By Melissa Daniels | PA Independent
HARRISBURG — Pennsylvania government kicked off budget hearings this week, setting up a three-week process of number crunching and policy showdowns meant to help lawmakers shape the spending plan for the coming year.
The talks commence against the economic backdrop of federal decisions that are putting a pinch on state revenues.
In January, the federal payroll tax paid by wage earners went from 4.2 percent to 6.2 percent. A 2-percent exemption previously in place was allowed to expire as part of the so-called “fiscal cliff” negotiations.
Analysts in Pennsylvania say the hike has already affected the state’s overall economy, including tax revenues.
Secretary of Revenue Dan Meuser said the expiration of the payroll tax exemption has hurt consumer spending, overall projections and consumer confidence.
“We certainly think it had a fair amount to do with our January collections, as did just the whole issue of approaching the fiscal cliff,” Meuser said.
The latest Department of Revenue figures put year-to-date sales tax collections at $5.3 billion, which is 3.4 percent less than anticipated.
Matthew Knittel, executive director of the Independent Fiscal Office, said the payroll tax hike will reduce Pennsylvanians’ disposable income by about $5 billion this year.
Combined with other federal tax increases, Pennsylvanians’ disposable income will take about a $7.7 billion hit.
So they’re shopping and eating out less.
“It does appear discretionary items, such as restaurant sales, are the hardest hit,” Knittel said.
The last round of debt ceiling talks a year-and-a-half ago caused consumer confidence to fall, Knittel said. The ongoing debt and budget wrangling could trigger another slow-down.
“It’s unclear what form that will take, but it will definitely filter down to Pennsylvania,” Knittel said.
Last fall, projected “fiscal cliff” cuts in Pennsylvania were estimated at about $300 million, Office of the Budget spokesman Jay Pagni said, spanning areas from public welfare to education to economic development.
But Washington lawmakers put off those cuts until March. Pagni estimates the effect, right now, could be about $241 million if the automatic cuts known as sequestration go into effect.
One example: An $8.5 million reduction to workforce development initiatives in Pennsylvania could affect as many as 1,300 people who benefit from those programs.
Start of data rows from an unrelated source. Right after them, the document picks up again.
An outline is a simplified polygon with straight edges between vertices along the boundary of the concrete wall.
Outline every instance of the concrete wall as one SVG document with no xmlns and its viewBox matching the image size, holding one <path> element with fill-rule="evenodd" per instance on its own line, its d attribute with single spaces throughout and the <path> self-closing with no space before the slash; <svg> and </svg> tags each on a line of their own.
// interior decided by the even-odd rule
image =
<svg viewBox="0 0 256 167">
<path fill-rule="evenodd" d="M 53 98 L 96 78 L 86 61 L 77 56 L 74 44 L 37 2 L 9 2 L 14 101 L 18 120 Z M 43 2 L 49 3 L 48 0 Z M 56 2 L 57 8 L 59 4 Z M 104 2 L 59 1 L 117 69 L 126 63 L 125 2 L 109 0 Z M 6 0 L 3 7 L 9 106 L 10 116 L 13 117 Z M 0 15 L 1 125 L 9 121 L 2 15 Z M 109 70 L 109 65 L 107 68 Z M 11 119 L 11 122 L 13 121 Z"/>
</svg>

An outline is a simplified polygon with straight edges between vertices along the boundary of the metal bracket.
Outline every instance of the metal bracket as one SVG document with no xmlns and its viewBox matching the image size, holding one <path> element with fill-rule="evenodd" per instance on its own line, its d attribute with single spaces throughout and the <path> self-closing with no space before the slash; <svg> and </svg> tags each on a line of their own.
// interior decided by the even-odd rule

State agencies were told any loss of federal dollars wouldn’t be replaced by the state, and that’s still the case, Pagni said.
“The General Assembly, as well as the administration, are keenly aware of the impact that federal cuts, changes in law and really the federal economic outlook as a whole plays in the development of the budget,” Pagni said.
Gov. Tom Corbett’s proposed spending plan for 2013-2014 is $28.4 billion.
Despite the reality of what the Washington impasse can do to the state’s economy, there are encouraging signs of recovery. Pennsylvania residents are paying down debt, and the housing market continues to recover, Knittel said.
“Combined, these factors could bolster consumer spending and mitigate the impact of the federal tax increases later this year,” he said.
Knittel also said Pennsylvania’s job market should improve at “a moderate rate” over the next two years. The unemployment rate could reach pre-recession levels, or about 7.2 percent, sometime in 2014.
However, that’s still “considerably higher than historical levels,” Knittel said, which might be closer to 5.5 percent.